The bush on the left is for the safety valve, the drawing states 3/8"*26 thread, checked with Reeves what thread they sold their safety valves with 3/8*32 so thats what I made it, the middle two are for the regulator they screw into the end plates, the one with all the holes is soldered into the boiler barrel and the steam dome fastens onto it.

Stew


----------



## arnoldb (May 18, 2010)

Good going Stew Thm: - very nice parts!

Do you have taps and dies for all those unique (to me anyway) threads or do you single-point them?

Kind regards, Arnold


----------



## SBWHART (May 18, 2010)

Thanks Arnold

My lathe is very unfriendly when it comes to screw cutting so I use tap and dies where I can, I've slowly put together quite a comprehensive set of ME taps and dies over the years, buying them when needed, bought 3/8 * 32, 3/8 * 40, 7/16 * 32 and 7/16 * 40 at the Harrogate show the other week. Some tome ago I bought some real cheap carbon steel tap and dies made in India they were real poor quality:- the taps chipped and the dies didn't cut a clean thread, since then I've only bought HSS or Carbon steel stuff made in the UK. ME thread sizes tend to be used mainly on brass parts so good quality carbon works just fine.

Cheers

Stew


----------



## Blogwitch (May 18, 2010)

Arnold,

I didn't want to take the wind out of Stews sails, but in the UK we have some standards that are normally used, and they are ME threads. That stands for Model Engineering, and when you order commercial fittings, they are usually cut with one of those, unlike on the continent, which usually uses metric.

These are standard ME threads, 40 & 32 TPI, but some coarse ones also come as 26 TPI. Have a look at taps/dies in wooden boxes.

http://www.tap-die.com/index1.html

I am just saving up to buy myself a full new set of taps and dies of most British normal threads. I have BSF & BSW arriving tomorrow, and worth every penny I paid for them.

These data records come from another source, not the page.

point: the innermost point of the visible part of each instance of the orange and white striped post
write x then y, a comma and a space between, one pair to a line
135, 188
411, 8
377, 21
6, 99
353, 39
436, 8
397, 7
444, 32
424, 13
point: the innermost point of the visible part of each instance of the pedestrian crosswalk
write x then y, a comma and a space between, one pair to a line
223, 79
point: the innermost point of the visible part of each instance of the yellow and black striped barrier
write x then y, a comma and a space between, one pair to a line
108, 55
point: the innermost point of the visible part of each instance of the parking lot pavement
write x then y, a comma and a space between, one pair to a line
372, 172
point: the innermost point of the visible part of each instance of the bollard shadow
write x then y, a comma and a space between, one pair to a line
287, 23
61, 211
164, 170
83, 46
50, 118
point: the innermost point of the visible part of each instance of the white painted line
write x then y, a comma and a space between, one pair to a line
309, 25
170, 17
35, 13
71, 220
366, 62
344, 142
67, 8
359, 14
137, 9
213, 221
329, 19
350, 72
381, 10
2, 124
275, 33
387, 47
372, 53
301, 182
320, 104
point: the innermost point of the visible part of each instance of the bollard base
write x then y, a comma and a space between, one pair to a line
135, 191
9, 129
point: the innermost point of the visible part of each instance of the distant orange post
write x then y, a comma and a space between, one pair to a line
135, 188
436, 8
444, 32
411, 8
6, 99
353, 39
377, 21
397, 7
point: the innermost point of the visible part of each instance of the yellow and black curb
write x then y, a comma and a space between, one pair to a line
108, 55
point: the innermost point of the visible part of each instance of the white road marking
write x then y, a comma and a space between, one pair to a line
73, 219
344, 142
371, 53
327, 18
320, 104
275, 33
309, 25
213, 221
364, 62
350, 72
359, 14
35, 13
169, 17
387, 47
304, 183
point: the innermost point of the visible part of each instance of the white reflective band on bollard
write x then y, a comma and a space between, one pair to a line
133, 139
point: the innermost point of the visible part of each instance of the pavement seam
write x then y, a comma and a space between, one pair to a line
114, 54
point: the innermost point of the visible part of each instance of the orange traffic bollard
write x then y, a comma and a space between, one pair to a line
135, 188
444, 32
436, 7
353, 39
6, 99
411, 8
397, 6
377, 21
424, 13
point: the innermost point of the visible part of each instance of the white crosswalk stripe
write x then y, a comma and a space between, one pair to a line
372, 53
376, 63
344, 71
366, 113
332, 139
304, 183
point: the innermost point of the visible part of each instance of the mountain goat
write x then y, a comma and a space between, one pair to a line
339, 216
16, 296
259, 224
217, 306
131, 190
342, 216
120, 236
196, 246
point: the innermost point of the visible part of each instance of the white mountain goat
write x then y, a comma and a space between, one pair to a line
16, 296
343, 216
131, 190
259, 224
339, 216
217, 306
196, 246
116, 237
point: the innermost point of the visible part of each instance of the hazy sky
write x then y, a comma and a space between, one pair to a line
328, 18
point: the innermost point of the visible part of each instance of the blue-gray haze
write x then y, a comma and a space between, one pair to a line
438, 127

Tap & die have special offers on at the moment, so I am going to take advantage of it, as I have found their taps and dies are second to none, especially on stainless.


Bogs


----------



## arnoldb (May 18, 2010)

Stew, Bogs - thank you both.

I was wondering, as for steam the finer threads seems to be a better solution than the normal metric I've used so far... My bad as well; I didn't check the ME size charts :-[ - I always forget that one as I've never worked with it.

Stew - nothing wrong with using taps & dies for making threads - even if your lathe is up to it ;D - much easier if you don't need single point accuracy!

Bogs thanks; that link has me both envious and approaching cardiac arrest; The prices do look very good indeed - just a bit above my budget ; though I'll admit the basic collection of metric taps & dies I have (good quality though) actually cost just as much to put together.

Kind regards, Arnold


----------



## Blogwitch (May 18, 2010)

Arnold,

Not so much in your metric empire, but one other advantage of the 40 tpi, that is what is used in an imperial micrometer, so you can easily make fine tune items with a thumbwheel graduated in thous, 0.025" per revolution.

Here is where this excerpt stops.